The increasing cost of insurance coverage has forced Vanguard to drop a requirement on six of its municipal bond funds that mandates them to invest a minimum percentage of assets in insured municipal bond issues. As a result, the firm is changing the funds names, dropping the word "insured" out of the funds monikers.
The decision was based on the decreasing number of municipal bonds being issued with insurance coverage as well as "the rising cost of this insurance," the company said. While the move will have no impact on the funds investment objectives of providing tax-free income, it will increase the funds risk, "However, the funds will continue to adhere to Vanguards high standards of credit quality, investing no less than 75% of assets in high-grade municipal bonds, and a maximum of 5% of assets in lower-rated or unrated securities," the company said.

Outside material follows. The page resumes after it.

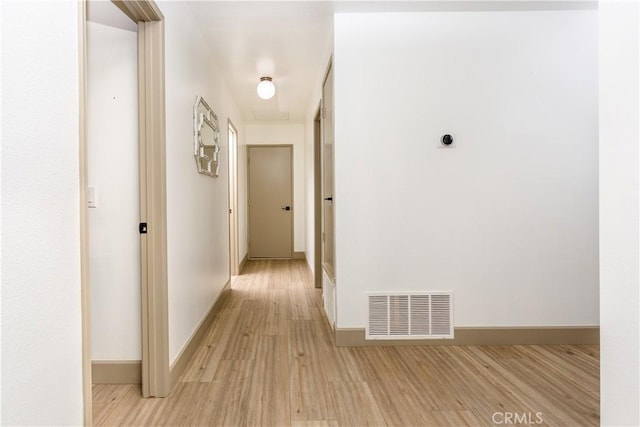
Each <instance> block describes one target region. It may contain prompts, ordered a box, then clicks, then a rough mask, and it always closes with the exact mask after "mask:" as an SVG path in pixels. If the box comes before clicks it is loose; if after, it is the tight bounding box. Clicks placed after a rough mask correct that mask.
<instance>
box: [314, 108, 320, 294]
mask: <svg viewBox="0 0 640 427" xmlns="http://www.w3.org/2000/svg"><path fill="white" fill-rule="evenodd" d="M313 230H314V236H315V237H314V239H313V254H314V255H313V271H314V284H315V287H316V288H322V100H320V102H319V103H318V108H317V109H316V114H315V116H314V119H313Z"/></svg>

By dropping the requirement, the funds will be able to invest in a wider array of municipal bond issues, which should have a favorable impact on the performance and investment diversity of the products, the company said.
The change will take affect in late March and the company plans to notify shareholders of the move in the funds upcoming shareholder reports.
The funds affected by the change include: the California Long-Term Tax-Exempt Fund, the California Insured Intermediate-Term Tax-Exempt Fund, the Florida Insured Long-Term Tax-Exempt Fund, the New Jersey Insured Long-Term Tax-Exempt Fund, the New York Insured Long-Term Tax-Exempt Fund and the Pennsylvania Insured Long-Term Tax-Exempt Fund.